One of their bases is in the suburb of Setagaya, west of Tokyo. Police guard both entrances of the narrow street, and make careful note of everyone who enters or leaves. Banners demanding the sect leave hang from the balconies of neighbouring apartments.
A nervous-looking young man came down the staircase of a shabby apartment block and introduced himself as an Aleph spokesman, Noboyuki Matsuo.
He spoke good English – he said he spent his early childhood in San Francisco. He said that he was sorry but, because of the intense media pressure, there would not be any interviews for the moment.

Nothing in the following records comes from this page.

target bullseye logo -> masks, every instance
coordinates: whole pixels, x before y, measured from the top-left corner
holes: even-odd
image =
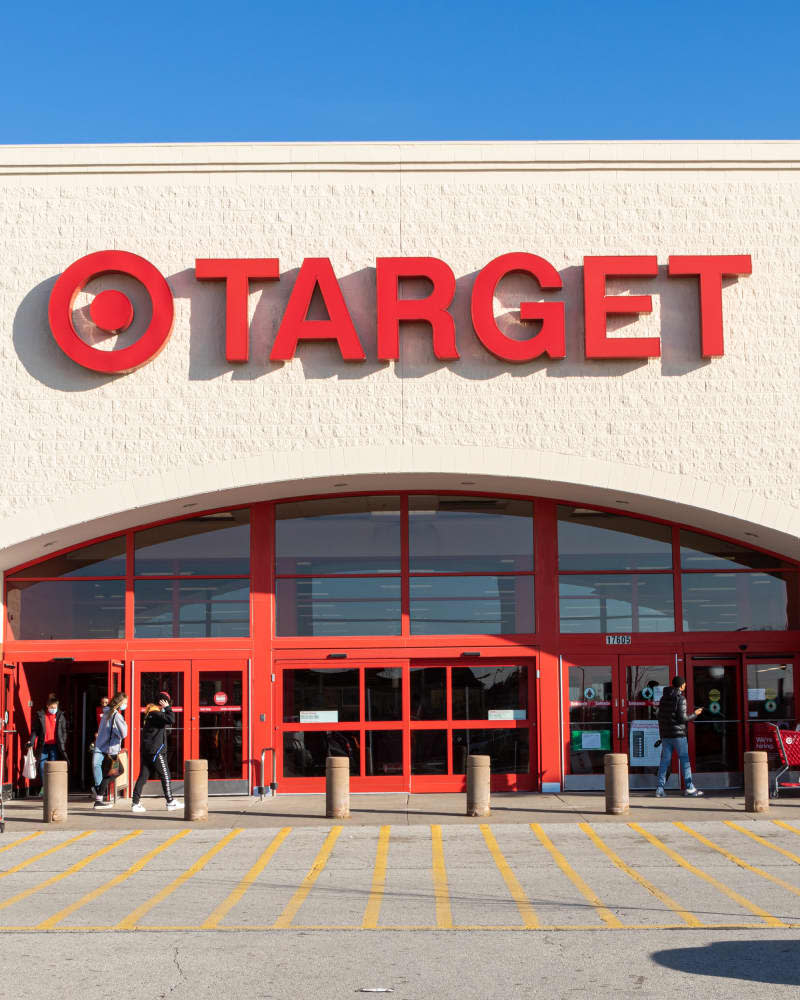
[[[72,310],[76,297],[93,278],[115,273],[129,275],[144,285],[153,315],[133,344],[118,351],[102,351],[79,336]],[[128,296],[113,289],[98,293],[89,306],[91,321],[108,334],[127,330],[133,313]],[[48,306],[50,329],[61,350],[76,364],[105,374],[132,372],[156,357],[169,340],[174,315],[172,292],[164,276],[144,257],[126,250],[101,250],[76,260],[56,281]]]

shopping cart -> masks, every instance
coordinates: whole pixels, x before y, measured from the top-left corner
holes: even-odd
[[[772,798],[777,799],[781,788],[800,788],[800,781],[782,780],[787,771],[800,770],[800,732],[795,729],[781,729],[774,722],[768,725],[773,730],[775,748],[782,765],[772,783]]]

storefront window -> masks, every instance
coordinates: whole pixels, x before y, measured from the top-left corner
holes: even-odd
[[[672,569],[672,529],[588,507],[558,508],[561,572]]]
[[[15,579],[60,579],[76,576],[125,576],[125,536],[64,552],[14,573]]]
[[[675,630],[671,574],[562,574],[558,597],[562,632]]]
[[[684,573],[687,632],[782,631],[800,626],[796,573]]]
[[[15,639],[122,639],[124,580],[9,581]]]
[[[400,635],[400,498],[278,504],[275,569],[277,635]]]
[[[412,573],[530,573],[533,505],[491,497],[412,496]]]
[[[465,774],[470,754],[492,758],[492,774],[527,774],[530,738],[527,729],[454,729],[453,774]]]
[[[681,567],[683,569],[781,569],[789,568],[767,552],[746,549],[743,545],[701,535],[696,531],[681,531]]]
[[[526,666],[453,667],[453,718],[523,720],[528,717]]]
[[[248,576],[250,511],[160,524],[134,537],[136,576]]]
[[[283,672],[283,721],[358,722],[358,669],[297,668]]]
[[[411,730],[411,773],[447,774],[447,730]]]
[[[279,503],[275,570],[282,576],[400,572],[400,498]]]
[[[137,580],[134,606],[137,639],[250,634],[246,580]]]
[[[509,635],[534,625],[533,505],[409,497],[411,635]]]
[[[400,580],[288,577],[278,580],[277,635],[400,635]]]

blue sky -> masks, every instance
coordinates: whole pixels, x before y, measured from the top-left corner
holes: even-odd
[[[800,138],[797,0],[45,0],[0,27],[0,143]]]

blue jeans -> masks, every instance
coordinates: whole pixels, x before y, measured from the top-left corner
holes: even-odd
[[[42,788],[44,789],[44,762],[46,760],[61,760],[58,754],[58,747],[55,743],[45,743],[42,747],[42,752],[39,755],[39,775],[42,779]]]
[[[671,738],[664,736],[661,739],[661,760],[658,762],[658,787],[663,788],[667,780],[667,769],[672,760],[672,754],[677,753],[678,761],[683,772],[683,783],[687,790],[694,788],[692,783],[692,767],[689,763],[689,741],[685,736]]]
[[[92,750],[92,781],[94,782],[94,790],[100,787],[100,783],[103,780],[103,757],[105,754],[102,750],[95,748]]]

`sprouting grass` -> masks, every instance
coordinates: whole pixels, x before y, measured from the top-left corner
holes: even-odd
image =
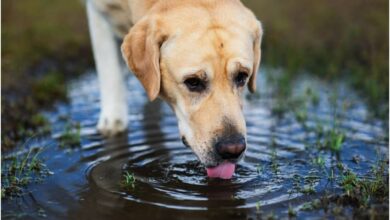
[[[301,189],[301,193],[303,193],[303,194],[314,194],[314,193],[316,193],[316,190],[314,189],[313,186],[307,185],[307,186],[304,186]]]
[[[320,149],[330,150],[333,153],[339,153],[342,148],[342,144],[345,140],[345,135],[340,128],[340,116],[337,114],[337,92],[334,92],[329,97],[329,103],[332,108],[333,117],[329,122],[331,123],[330,130],[325,130],[320,121],[317,121],[316,127],[313,129],[317,135],[317,146]]]
[[[122,177],[122,186],[126,189],[134,189],[136,181],[134,174],[126,171]]]
[[[311,202],[305,202],[301,209],[302,211],[310,211],[310,210],[313,210],[313,209],[318,209],[321,207],[321,200],[319,199],[315,199]]]
[[[327,173],[327,176],[328,176],[328,180],[329,181],[334,181],[335,180],[335,175],[334,175],[334,170],[333,168],[330,168],[330,173]]]
[[[332,129],[325,133],[324,140],[319,143],[320,149],[330,150],[334,153],[340,152],[344,142],[344,134],[339,130]]]
[[[313,209],[313,206],[312,206],[311,202],[305,202],[305,203],[303,203],[303,205],[301,207],[302,211],[310,211],[312,209]]]
[[[262,174],[265,170],[265,166],[264,165],[260,165],[260,164],[257,164],[256,165],[256,172],[258,175]]]
[[[256,213],[261,213],[261,205],[260,202],[256,202]]]
[[[297,216],[297,212],[293,209],[291,205],[288,206],[288,217],[292,218]]]
[[[322,155],[313,158],[313,164],[317,165],[321,169],[325,167],[325,159]]]
[[[332,105],[333,118],[330,121],[332,124],[329,130],[324,128],[321,121],[317,121],[312,131],[317,136],[317,146],[320,149],[330,150],[333,153],[341,151],[342,145],[345,141],[345,135],[340,129],[339,116],[337,115],[337,95],[333,94],[330,98]]]
[[[78,147],[81,145],[80,124],[68,122],[65,131],[59,138],[60,147]]]
[[[298,174],[293,175],[292,179],[292,189],[289,190],[289,194],[292,194],[294,192],[299,192],[301,190],[301,182],[302,182],[302,177]]]
[[[269,214],[265,217],[265,219],[267,219],[267,220],[275,220],[275,219],[278,219],[278,216],[275,215],[274,211],[271,211],[271,213],[269,213]]]
[[[340,185],[343,187],[347,195],[350,196],[357,183],[358,178],[356,174],[351,171],[348,171],[341,177]]]
[[[294,174],[292,179],[292,189],[289,190],[289,194],[303,193],[314,194],[316,190],[314,184],[319,180],[319,176],[312,175],[311,172],[305,177],[301,177],[298,174]]]
[[[368,207],[373,202],[388,200],[389,183],[388,173],[386,173],[387,168],[387,163],[380,161],[363,178],[347,170],[341,176],[339,184],[347,197],[357,202],[358,207]]]
[[[290,105],[290,108],[292,108],[297,122],[303,125],[303,127],[306,129],[306,121],[308,120],[308,107],[310,103],[313,106],[318,105],[319,95],[311,87],[307,87],[303,95],[297,98],[293,98],[293,100],[294,101],[292,101],[292,103],[295,104]]]
[[[331,130],[329,134],[328,147],[333,152],[339,152],[341,150],[342,143],[344,141],[344,134],[337,130]]]
[[[314,188],[315,183],[320,179],[314,171],[310,171],[307,176],[304,177],[304,185],[301,187],[300,192],[304,194],[314,194],[316,190]]]
[[[273,87],[273,96],[276,101],[272,106],[272,114],[282,117],[293,104],[290,99],[292,78],[289,74],[280,74],[278,71],[269,75],[269,83]]]
[[[301,124],[304,124],[307,120],[307,110],[306,108],[295,111],[295,118]]]
[[[344,193],[331,195],[326,193],[319,199],[304,203],[300,210],[324,209],[325,212],[330,210],[332,215],[339,216],[344,215],[348,210],[345,206],[349,206],[353,208],[356,218],[387,219],[388,206],[384,203],[387,204],[389,199],[388,159],[378,160],[364,176],[358,176],[345,168],[341,162],[338,162],[336,167],[340,173],[335,175],[334,179],[337,179]]]
[[[313,106],[318,105],[319,95],[311,87],[307,87],[303,94],[294,96],[292,95],[293,83],[292,76],[287,73],[275,74],[270,78],[270,84],[274,87],[273,96],[275,97],[272,114],[281,118],[285,113],[292,112],[297,122],[306,129],[306,121],[309,118],[308,107],[310,103]]]
[[[386,173],[386,169],[380,169],[381,166],[376,165],[376,168],[373,169],[370,174],[362,177],[352,172],[348,166],[343,164],[340,160],[340,152],[343,151],[346,135],[348,134],[341,123],[341,119],[344,117],[344,114],[342,113],[349,111],[348,108],[351,106],[351,103],[348,100],[341,100],[337,87],[332,90],[327,102],[330,105],[331,111],[329,120],[321,118],[312,119],[313,112],[311,109],[313,107],[313,110],[316,110],[314,107],[316,105],[318,106],[320,103],[319,95],[315,93],[315,90],[308,88],[303,95],[293,96],[291,92],[292,83],[291,81],[286,80],[289,77],[282,76],[281,78],[277,78],[277,76],[278,75],[276,74],[273,82],[276,85],[276,93],[273,94],[276,101],[272,109],[273,113],[278,116],[279,114],[283,115],[285,113],[288,114],[288,116],[295,116],[295,120],[302,125],[307,132],[314,134],[314,143],[308,141],[308,146],[316,146],[314,148],[309,148],[310,152],[314,155],[311,162],[312,165],[320,168],[320,170],[315,169],[315,172],[317,172],[315,175],[310,174],[309,176],[302,177],[294,175],[291,190],[288,192],[290,194],[303,193],[306,195],[316,195],[315,186],[316,183],[321,180],[321,175],[325,175],[325,178],[332,186],[338,184],[343,191],[342,193],[331,193],[329,197],[324,196],[320,199],[313,200],[312,202],[305,204],[302,207],[302,210],[323,208],[325,212],[326,210],[329,210],[330,213],[338,216],[348,212],[346,211],[348,209],[346,207],[352,207],[354,213],[371,213],[373,207],[376,205],[383,205],[384,202],[388,201],[388,174]],[[326,102],[324,102],[324,104],[325,103]],[[313,121],[314,123],[312,123]],[[311,136],[309,138],[311,138]],[[273,147],[270,168],[274,173],[278,173],[275,141],[272,141],[270,145]],[[326,161],[324,157],[327,155],[331,156],[332,159],[329,161],[329,169],[327,169],[325,165]],[[335,158],[333,158],[334,156]],[[360,161],[358,157],[353,157],[352,159],[356,164]],[[379,211],[379,214],[382,215],[383,213]]]
[[[331,193],[329,197],[323,196],[320,199],[313,200],[305,204],[302,207],[302,210],[323,208],[325,212],[326,210],[329,210],[330,213],[338,216],[347,212],[345,207],[352,207],[354,213],[361,212],[364,214],[367,212],[371,213],[373,207],[378,204],[382,205],[385,201],[388,201],[388,173],[386,173],[386,169],[376,165],[375,169],[372,169],[369,174],[362,177],[353,173],[348,166],[343,164],[340,160],[340,152],[343,151],[346,135],[348,134],[341,123],[341,119],[344,117],[342,113],[349,111],[347,108],[351,106],[351,103],[348,102],[348,100],[342,102],[336,87],[330,93],[327,102],[330,105],[330,119],[314,118],[312,120],[311,117],[313,116],[313,112],[311,111],[311,108],[313,107],[314,109],[316,105],[319,105],[319,95],[315,93],[315,90],[308,88],[303,95],[292,96],[291,86],[288,85],[291,84],[291,82],[286,79],[288,79],[288,77],[274,77],[274,84],[276,84],[276,94],[274,94],[276,103],[273,106],[273,110],[276,111],[273,113],[277,115],[287,113],[288,116],[295,116],[295,120],[301,124],[307,132],[314,134],[314,143],[308,141],[308,146],[316,146],[314,148],[309,148],[310,152],[314,155],[311,162],[312,165],[320,168],[320,170],[313,170],[316,172],[314,175],[313,173],[302,177],[294,175],[291,190],[288,192],[290,194],[303,193],[307,195],[316,195],[315,186],[316,183],[321,180],[321,175],[325,175],[325,178],[332,186],[338,184],[343,191],[341,194]],[[281,88],[281,90],[279,90],[279,88]],[[314,123],[312,123],[313,121]],[[270,168],[274,173],[278,173],[278,164],[276,163],[277,155],[275,150],[277,148],[275,147],[275,141],[273,140],[270,145],[273,150],[271,152]],[[327,169],[325,165],[326,160],[324,157],[327,155],[331,156],[332,159],[329,161],[329,169]],[[333,158],[334,156],[335,158]],[[352,159],[356,164],[359,163],[360,159],[358,157],[354,156]],[[382,167],[387,166],[382,165]],[[328,192],[326,192],[326,194],[327,193]],[[379,211],[379,214],[382,215],[383,213]]]
[[[311,105],[318,106],[319,95],[311,87],[307,87],[305,93],[296,98],[299,105],[295,106],[295,118],[305,129],[307,129],[306,121],[308,120],[308,108]]]
[[[275,148],[271,152],[271,169],[275,174],[279,172],[278,155]]]
[[[320,96],[314,89],[308,87],[305,91],[306,97],[311,101],[311,104],[317,106],[320,102]]]
[[[1,197],[15,197],[24,194],[25,187],[52,174],[39,159],[40,148],[31,148],[24,155],[2,158]]]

But he did take pains to explain that the cult has changed.
“What happened in 1995 was a terrible crime, and we will keep on apologising for it,” he said.

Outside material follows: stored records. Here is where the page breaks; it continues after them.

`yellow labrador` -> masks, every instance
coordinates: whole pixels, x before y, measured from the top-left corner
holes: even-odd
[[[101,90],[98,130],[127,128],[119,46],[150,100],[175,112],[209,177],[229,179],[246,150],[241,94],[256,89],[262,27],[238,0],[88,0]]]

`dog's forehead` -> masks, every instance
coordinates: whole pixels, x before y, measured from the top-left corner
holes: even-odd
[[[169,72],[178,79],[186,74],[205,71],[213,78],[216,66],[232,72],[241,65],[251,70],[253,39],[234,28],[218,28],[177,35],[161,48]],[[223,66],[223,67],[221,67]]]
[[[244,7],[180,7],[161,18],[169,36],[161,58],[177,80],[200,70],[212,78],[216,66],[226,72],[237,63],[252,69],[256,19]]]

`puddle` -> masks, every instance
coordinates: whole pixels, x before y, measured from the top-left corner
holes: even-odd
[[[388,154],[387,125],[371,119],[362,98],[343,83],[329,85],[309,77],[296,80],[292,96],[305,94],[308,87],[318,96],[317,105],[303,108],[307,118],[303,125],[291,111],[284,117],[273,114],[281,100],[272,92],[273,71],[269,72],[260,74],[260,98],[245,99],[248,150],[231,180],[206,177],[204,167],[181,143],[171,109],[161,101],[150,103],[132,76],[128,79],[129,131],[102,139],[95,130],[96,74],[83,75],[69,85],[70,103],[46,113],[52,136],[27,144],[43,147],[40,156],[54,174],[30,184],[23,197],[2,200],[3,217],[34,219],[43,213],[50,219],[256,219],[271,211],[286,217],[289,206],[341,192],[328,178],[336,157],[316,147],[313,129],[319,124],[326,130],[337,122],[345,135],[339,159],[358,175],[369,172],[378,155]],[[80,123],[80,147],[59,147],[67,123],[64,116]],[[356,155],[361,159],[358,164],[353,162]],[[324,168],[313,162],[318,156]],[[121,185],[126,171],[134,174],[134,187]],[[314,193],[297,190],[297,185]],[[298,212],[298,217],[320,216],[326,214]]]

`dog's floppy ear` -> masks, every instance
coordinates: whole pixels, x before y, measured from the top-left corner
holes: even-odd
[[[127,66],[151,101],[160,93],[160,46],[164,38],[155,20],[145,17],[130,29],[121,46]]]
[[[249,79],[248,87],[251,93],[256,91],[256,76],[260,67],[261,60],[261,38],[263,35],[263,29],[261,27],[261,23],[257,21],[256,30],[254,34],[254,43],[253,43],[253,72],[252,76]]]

But asked whether the group had severed all ties with Asahara, he replied: “He is still our guru, even if he was responsible for those attacks.”
Mr Matsuo seemed polite and very sincere. He would not say exactly how long he had been in the cult, but he said it was longer than 10 years.
At a Shinto temple north of Tokyo I met Tatsuya Nagaoka, who was a member of Aum for two years before leaving in 1990. He, too, comes across as a thoughtful, slightly unworldly man.
“The thing I liked about Aum was it gave me very clear answers, unlike other religions. For instance, if I had a problem, there were always exercises like meditation designed to help sort it out in my mind,” he explained.
I asked whether, back then, he had any idea Aum members would carry out something like the sarin gas attacks.
“Actually I wasn’t that surprised, because the word of the guru, Asahara, was absolute, and everyone had to follow his orders. I think even I could have done such a thing if I’d been ordered to,” he said.
Even now, 14 years after his father helped him escape from Aum, and as a husband and father of two children, he is having difficulty adjusting. He works only occasionally, relying on his wife’s income, and dabbles in Tibetan Buddhism.
He rejects the way Asahara led Aum, and the terrible things it did. But he is still searching for something to fill the spiritual void he feels in life outside the cult.